Synovial fluid being extracted from the knee © Shutterstock

Published in Nature Communications, the study represents the largest and most comprehensive molecular analysis of osteoarthritis tissue to date. The findings provide a long-awaited answer to a fundamental question that has challenged the OA field for decades and opens the door to more targeted and effective treatments for millions of people living with OA.

The STEpUP OA (Synovial fluid To detect Endotypes by Unbiased Proteomics in OA) project brought together scientists from Europe, Canada, and the UK, and includes a number of industry and charity partners. Researchers analysed synovial fluid – the lubricating fluid in the knee joint – from more than 1,300 people with established knee OA, using a cutting-edge proteomics platform (SomaScan v4.1, SomaLogic) that measured over 7,000 proteins per sample.

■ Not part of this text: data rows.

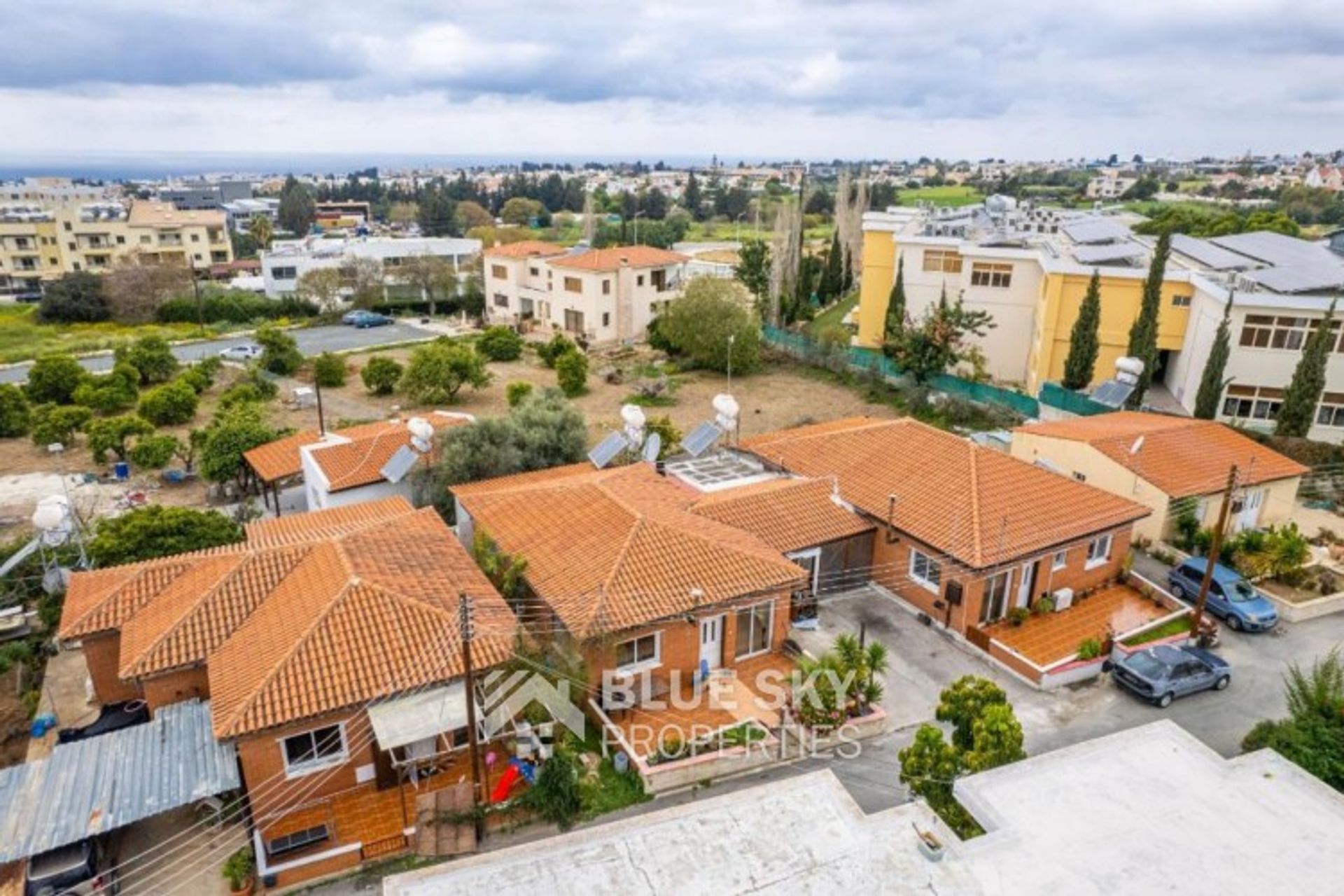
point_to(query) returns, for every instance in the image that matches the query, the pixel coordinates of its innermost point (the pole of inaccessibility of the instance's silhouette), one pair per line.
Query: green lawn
(948, 195)
(22, 337)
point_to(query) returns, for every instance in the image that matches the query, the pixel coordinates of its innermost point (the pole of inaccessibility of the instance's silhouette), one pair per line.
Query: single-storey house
(1170, 464)
(296, 637)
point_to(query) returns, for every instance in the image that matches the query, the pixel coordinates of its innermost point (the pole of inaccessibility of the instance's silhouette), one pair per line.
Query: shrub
(571, 372)
(152, 358)
(15, 412)
(517, 391)
(330, 370)
(169, 405)
(58, 424)
(552, 352)
(54, 379)
(500, 344)
(381, 375)
(440, 370)
(280, 355)
(153, 451)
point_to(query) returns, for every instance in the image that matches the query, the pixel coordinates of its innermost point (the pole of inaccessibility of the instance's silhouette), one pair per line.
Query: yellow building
(1030, 285)
(42, 244)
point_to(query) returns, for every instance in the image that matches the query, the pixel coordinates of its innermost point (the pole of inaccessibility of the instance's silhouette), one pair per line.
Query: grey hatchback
(1166, 672)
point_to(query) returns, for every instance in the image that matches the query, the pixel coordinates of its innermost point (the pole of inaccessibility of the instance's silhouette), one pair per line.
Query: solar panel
(608, 449)
(1113, 393)
(400, 464)
(652, 447)
(701, 440)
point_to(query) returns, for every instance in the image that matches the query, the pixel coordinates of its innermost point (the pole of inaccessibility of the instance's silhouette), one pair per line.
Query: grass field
(949, 195)
(22, 337)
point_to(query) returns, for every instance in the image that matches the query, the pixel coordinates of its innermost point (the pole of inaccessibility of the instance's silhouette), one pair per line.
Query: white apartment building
(600, 295)
(290, 260)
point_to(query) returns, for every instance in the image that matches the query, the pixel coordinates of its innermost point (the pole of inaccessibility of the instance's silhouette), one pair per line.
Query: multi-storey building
(600, 295)
(42, 244)
(1030, 269)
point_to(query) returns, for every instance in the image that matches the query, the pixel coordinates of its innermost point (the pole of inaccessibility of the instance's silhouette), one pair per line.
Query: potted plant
(238, 871)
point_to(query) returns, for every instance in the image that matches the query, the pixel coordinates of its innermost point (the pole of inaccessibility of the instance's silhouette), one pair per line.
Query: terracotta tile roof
(524, 248)
(360, 461)
(1179, 454)
(609, 550)
(619, 255)
(974, 504)
(788, 514)
(307, 620)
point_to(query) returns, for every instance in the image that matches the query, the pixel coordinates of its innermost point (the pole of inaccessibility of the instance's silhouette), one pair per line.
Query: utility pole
(1214, 547)
(467, 624)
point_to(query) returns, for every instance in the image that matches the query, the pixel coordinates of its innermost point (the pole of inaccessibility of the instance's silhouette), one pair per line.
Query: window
(996, 276)
(925, 570)
(638, 652)
(1253, 402)
(1331, 412)
(314, 750)
(940, 261)
(755, 625)
(1098, 551)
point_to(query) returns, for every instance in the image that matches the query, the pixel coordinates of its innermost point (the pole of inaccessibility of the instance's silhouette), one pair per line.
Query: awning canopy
(93, 786)
(419, 716)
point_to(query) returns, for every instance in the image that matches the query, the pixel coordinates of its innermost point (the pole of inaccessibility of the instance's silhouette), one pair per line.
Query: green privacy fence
(866, 359)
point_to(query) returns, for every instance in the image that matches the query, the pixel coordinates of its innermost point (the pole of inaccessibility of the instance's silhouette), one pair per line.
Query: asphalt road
(312, 340)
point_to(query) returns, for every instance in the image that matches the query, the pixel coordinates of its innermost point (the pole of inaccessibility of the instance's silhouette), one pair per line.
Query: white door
(1249, 514)
(711, 643)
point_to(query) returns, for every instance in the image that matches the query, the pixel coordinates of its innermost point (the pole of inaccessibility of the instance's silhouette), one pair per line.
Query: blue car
(1230, 596)
(1166, 672)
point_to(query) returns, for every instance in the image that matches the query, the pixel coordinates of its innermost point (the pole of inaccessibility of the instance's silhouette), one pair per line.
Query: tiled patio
(1056, 636)
(727, 699)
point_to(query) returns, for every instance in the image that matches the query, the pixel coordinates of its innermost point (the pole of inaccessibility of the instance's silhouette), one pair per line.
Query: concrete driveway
(312, 340)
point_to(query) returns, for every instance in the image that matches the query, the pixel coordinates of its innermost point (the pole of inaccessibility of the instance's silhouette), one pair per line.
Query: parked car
(81, 868)
(1230, 596)
(245, 352)
(370, 318)
(1166, 672)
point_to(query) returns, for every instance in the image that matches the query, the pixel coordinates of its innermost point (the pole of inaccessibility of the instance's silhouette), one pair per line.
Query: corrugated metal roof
(1094, 230)
(1209, 254)
(97, 785)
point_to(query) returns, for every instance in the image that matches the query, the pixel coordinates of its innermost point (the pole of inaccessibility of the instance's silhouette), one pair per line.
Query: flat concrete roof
(1140, 812)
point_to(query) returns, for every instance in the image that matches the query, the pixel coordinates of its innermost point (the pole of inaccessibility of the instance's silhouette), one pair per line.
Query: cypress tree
(1298, 410)
(897, 304)
(1082, 340)
(1142, 333)
(1211, 382)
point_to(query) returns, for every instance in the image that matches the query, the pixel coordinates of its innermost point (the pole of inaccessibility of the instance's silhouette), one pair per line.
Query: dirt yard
(776, 398)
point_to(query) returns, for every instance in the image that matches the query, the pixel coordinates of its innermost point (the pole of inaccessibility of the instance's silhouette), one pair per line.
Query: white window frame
(641, 664)
(930, 564)
(769, 630)
(1098, 558)
(299, 770)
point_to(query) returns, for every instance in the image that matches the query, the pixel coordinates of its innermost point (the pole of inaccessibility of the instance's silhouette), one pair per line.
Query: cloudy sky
(743, 78)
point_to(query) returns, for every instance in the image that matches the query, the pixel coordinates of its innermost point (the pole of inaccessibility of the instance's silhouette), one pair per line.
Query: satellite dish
(652, 448)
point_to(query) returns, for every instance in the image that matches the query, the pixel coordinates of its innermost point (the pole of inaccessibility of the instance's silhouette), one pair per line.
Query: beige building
(39, 244)
(600, 295)
(1171, 464)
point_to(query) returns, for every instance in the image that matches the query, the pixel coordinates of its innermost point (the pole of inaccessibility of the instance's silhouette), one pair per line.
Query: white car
(245, 352)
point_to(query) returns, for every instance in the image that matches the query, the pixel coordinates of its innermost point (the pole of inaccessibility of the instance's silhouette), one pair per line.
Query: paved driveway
(312, 340)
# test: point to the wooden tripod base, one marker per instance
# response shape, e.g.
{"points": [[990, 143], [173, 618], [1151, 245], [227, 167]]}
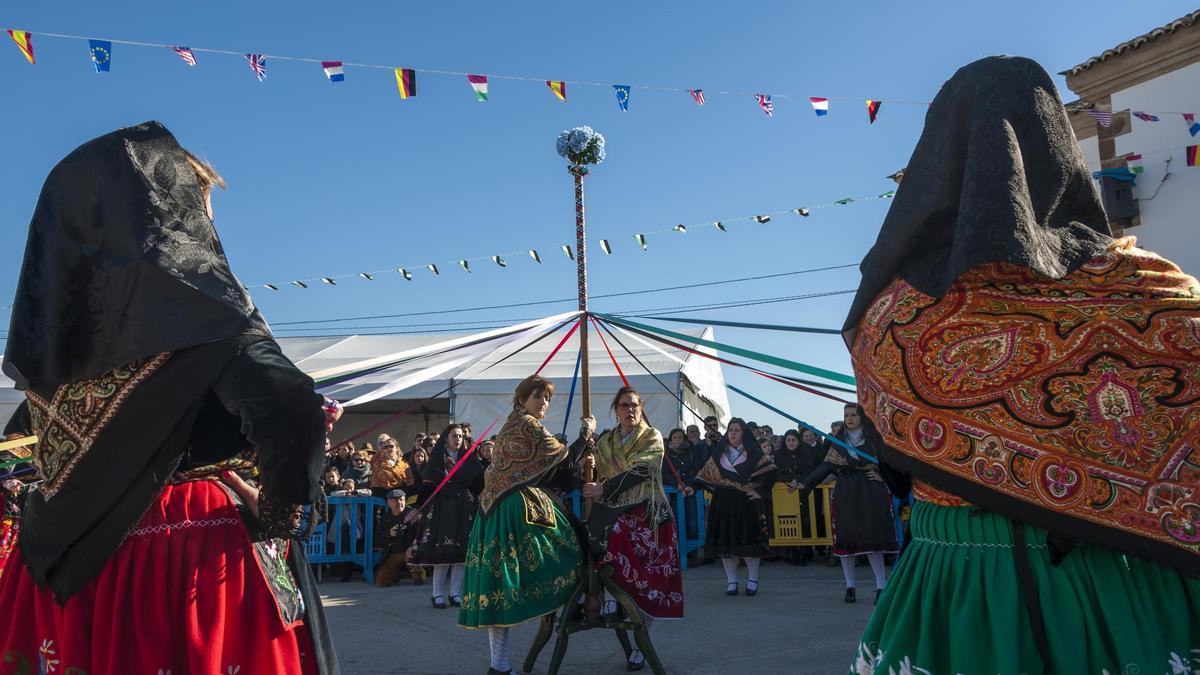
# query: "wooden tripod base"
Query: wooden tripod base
{"points": [[573, 619]]}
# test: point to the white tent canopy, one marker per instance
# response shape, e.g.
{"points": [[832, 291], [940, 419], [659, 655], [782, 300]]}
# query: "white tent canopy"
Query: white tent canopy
{"points": [[491, 380], [487, 390]]}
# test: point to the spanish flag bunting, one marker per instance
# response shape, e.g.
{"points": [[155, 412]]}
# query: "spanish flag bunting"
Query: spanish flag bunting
{"points": [[406, 81], [24, 40], [873, 109]]}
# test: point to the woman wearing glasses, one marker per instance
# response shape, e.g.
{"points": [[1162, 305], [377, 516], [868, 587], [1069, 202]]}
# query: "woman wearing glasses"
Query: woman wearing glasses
{"points": [[741, 475], [631, 520]]}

By comparing molecular patterns in these samples, the team sought to answer a crucial question: is OA really "one disease," or are there multiple distinct subtypes (endotypes), each requiring its own treatment approach?

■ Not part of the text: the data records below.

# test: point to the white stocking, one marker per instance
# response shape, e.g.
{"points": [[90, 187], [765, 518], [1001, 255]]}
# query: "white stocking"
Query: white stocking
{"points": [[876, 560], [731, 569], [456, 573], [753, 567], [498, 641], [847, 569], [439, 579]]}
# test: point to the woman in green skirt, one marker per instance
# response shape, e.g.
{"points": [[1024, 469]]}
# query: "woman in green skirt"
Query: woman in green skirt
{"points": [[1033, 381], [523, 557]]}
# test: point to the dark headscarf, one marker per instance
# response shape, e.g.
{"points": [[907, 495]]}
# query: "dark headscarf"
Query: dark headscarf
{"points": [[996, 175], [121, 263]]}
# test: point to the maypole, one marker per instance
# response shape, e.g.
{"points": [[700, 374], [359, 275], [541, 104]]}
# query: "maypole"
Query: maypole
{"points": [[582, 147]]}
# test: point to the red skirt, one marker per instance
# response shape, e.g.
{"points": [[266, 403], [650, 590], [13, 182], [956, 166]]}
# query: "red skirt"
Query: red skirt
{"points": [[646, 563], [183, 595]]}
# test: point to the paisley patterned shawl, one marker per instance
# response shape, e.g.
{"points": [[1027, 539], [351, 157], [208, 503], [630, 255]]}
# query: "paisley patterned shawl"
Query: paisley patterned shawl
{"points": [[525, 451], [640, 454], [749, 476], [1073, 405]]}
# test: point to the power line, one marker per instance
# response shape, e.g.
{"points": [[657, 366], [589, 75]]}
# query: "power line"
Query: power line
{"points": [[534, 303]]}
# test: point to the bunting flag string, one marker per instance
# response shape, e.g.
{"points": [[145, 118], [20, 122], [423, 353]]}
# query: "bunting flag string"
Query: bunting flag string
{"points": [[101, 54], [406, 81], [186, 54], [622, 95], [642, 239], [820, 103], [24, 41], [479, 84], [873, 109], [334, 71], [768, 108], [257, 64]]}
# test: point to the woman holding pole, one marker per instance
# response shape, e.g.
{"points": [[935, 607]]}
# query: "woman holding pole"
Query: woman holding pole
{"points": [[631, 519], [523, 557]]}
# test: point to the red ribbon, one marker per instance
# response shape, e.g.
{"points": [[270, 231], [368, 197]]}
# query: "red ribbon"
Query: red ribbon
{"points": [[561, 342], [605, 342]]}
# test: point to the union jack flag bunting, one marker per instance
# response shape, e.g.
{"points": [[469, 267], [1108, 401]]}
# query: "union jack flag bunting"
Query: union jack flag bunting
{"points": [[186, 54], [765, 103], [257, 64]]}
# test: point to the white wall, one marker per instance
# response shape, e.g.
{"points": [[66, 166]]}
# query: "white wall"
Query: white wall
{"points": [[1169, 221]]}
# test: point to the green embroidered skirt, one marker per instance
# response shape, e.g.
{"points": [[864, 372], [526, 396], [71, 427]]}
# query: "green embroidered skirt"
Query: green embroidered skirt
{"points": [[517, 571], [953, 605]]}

Professor Tonia Vincent, lead investigator and Director of the Arthritis UK Centre for OA Pathogenesis at the Kennedy Institute of Rheumatology (KIR), said: 'For decades, the field has debated whether OA is really a group of separate diseases, perhaps explaining why so many clinical trials have failed. We revealed no evidence of distinct disease subtypes, instead, we've demonstrated that at the molecular level OA is a single disease with a common set of "core" pathways, mostly related to tissue injury and repair.'

Read the full story on the Nuffield Department of Orthopaedics, Rheumatology and Musculoskeletal Sciences website.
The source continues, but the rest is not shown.